Tous leurs vêtements, pyjama compris, sentent très fort la lessive de là-bas.

Ça écrase toutes les autres odeurs.

Je suis toute perdue, qu’a-t-on fait à mes louveteaux ? Qu’est-ce que cette chose étrange qui fait que ce sont eux mais sans être eux jusqu’au bout du nez ?

17 avril. Aujourd’hui chaleur de

La petite tête de mon enfant grand qui est encore petit même s’il l’est moins que l’enfant petit, cette tête là tout contre moi, brièvement, parce qu’il ne faisait que passer, mais j’ai quand même demandé « on se fait un câlin ? » et il n’a rien dit mais il s’est collé à moi, comme ça, petit chat tout doux.

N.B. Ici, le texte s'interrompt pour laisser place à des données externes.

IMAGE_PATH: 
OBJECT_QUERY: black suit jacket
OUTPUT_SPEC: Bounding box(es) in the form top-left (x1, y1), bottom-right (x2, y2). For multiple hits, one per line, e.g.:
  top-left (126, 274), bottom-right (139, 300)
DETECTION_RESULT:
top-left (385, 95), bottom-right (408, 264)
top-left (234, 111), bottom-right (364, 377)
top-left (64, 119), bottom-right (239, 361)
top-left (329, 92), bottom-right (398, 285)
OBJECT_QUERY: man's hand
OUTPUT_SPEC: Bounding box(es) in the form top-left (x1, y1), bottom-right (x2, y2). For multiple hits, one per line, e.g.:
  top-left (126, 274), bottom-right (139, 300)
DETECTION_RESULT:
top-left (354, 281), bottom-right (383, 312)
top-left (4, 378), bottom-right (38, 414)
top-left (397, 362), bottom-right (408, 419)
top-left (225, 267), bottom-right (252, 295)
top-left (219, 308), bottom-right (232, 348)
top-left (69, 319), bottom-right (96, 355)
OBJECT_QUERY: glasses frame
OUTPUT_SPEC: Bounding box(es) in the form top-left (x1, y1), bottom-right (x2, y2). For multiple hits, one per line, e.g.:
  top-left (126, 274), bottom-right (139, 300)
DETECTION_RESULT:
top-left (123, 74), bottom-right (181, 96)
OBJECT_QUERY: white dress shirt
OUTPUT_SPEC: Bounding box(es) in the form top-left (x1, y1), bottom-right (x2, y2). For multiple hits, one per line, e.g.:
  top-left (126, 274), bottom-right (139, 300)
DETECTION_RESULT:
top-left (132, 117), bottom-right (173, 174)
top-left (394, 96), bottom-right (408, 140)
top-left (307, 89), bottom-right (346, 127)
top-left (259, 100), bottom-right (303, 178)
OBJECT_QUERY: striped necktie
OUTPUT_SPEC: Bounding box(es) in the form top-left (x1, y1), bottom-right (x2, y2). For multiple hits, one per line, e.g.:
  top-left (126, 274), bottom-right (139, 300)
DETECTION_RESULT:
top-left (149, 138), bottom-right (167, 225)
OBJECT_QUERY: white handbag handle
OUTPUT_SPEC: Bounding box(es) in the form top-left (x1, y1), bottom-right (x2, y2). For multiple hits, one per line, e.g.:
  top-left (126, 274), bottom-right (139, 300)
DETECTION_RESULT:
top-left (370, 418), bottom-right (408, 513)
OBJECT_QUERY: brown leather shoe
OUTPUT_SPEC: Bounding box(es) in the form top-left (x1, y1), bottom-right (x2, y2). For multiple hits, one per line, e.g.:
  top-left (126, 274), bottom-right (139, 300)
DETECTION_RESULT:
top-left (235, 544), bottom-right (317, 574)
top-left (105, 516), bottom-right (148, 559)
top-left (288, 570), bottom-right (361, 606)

15 avril. Aujourd’hui je ne sais pas

Je ne suis pas sûre d’avoir les mots pour exprimer comment je me sens après quatre journées sans enfant du tout et sans homme de 8h à 19h. Seule. Chez moi. A faire exactement ce que je décide de faire comme et quand je le décide, à ne consulter personne et à être seule dans ma tête, sortir, aller, venir, et même oublier totalement par moment qu’elle heure il est. Ça dépasse le repos. C’est comme être recentrée, réalignée, je ne sais pas, je n’ai pas les mots. Mais bon sang ce que ça fait du bien.

Voilà

Aujourd’hui, je suis allé courir. Oh, pas grand chose, un quart d’heure en tout et même pas en une seule fois. Quand je pense qu’avant ma première grossesse, je courrais deux fois 45 minutes par semaine.

Mais j’ai couru.

Je n’avais pas exactement les bons vêtements. Je n’avais pas de lentilles pour me passer de mes lunettes. Je n’avais pas de musique. Je ne suis pas allé au bon endroit. Je crois que la seule chose qui allait, c’étaient mes chaussures.

Mais j’ai couru.

J’ai réussi à me dire que le mieux est l’ennemi du bien. Que courir un peu dans ces conditions là c’était mieux que rester à la maison. Et je l’ai fait.

Ça n’a pas l’air de grand chose. C’est une petite victoire.